Kenwa Mabuni, Chojun Miyagi and Gichin Funakoshi
Three famous students of the two masters (Kanryo Higaonna and Ankoh Itosu) were Kenwa Mabuni, Chojun Miyagi and Gichin Funakoshi. In later years, each of them taught in Japan having a major influence on the development of karate.
At this time there were no names or styles of karate: karate was simply referred to by the city where it was taught, either Shuri or Naha. The Japanese word for hand is “te” therefore it was called Shuri-te or Naha-te (hand fighting from Shuri or Naha).
In the late 1890s karate began to be taught in the schools of Okinawa, such was the respect it commanded from the locals. This regard was due mainly to its highly valued qualities of discipline, health, and self-defence.
It was only in 1915 that karate was introduced to mainland Japan after a demonstration was given for the Emperor by one of the top Okinawan karate Masters, Gichin Funakoshi (mentioned above). It soon became popular with the Japanese people and other masters were encouraged to visit from Okinawa to teach the art, among them Kenwa Mabuni and Chojun Miyagi. This teaching mainly took place in the Japanese universities. It was then that the Japanese decided to give names to distinguish between the teaching methods of the Masters.
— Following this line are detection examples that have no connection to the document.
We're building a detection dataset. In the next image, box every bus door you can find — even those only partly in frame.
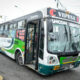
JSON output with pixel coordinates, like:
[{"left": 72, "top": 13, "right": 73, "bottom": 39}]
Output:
[{"left": 25, "top": 21, "right": 40, "bottom": 63}]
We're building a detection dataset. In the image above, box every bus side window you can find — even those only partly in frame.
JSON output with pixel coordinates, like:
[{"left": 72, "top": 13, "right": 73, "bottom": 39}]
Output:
[
  {"left": 39, "top": 28, "right": 44, "bottom": 59},
  {"left": 10, "top": 24, "right": 14, "bottom": 30},
  {"left": 18, "top": 20, "right": 25, "bottom": 29},
  {"left": 16, "top": 29, "right": 25, "bottom": 41},
  {"left": 14, "top": 23, "right": 18, "bottom": 29}
]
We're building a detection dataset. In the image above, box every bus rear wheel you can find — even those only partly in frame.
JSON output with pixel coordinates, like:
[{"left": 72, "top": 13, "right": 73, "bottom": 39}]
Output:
[{"left": 16, "top": 52, "right": 23, "bottom": 65}]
Goju ryu meaning ‘hard-soft‘ style) was Chojun Miyagi‘s choice.
Wado-ryu, another well-known karate style was developed and later named by one of Gichin Funakoshi‘s students, Hironori Ohtsuka.
Shito-ryu was the name chosen by Kenwa Mabuni. He had studied under both Ankoh Itosu and Kanryo Higaonna in Okinawa and the name “Shi-to” is made up from Japanese characters for their names. Shito-ryu is the style of karate that we practice.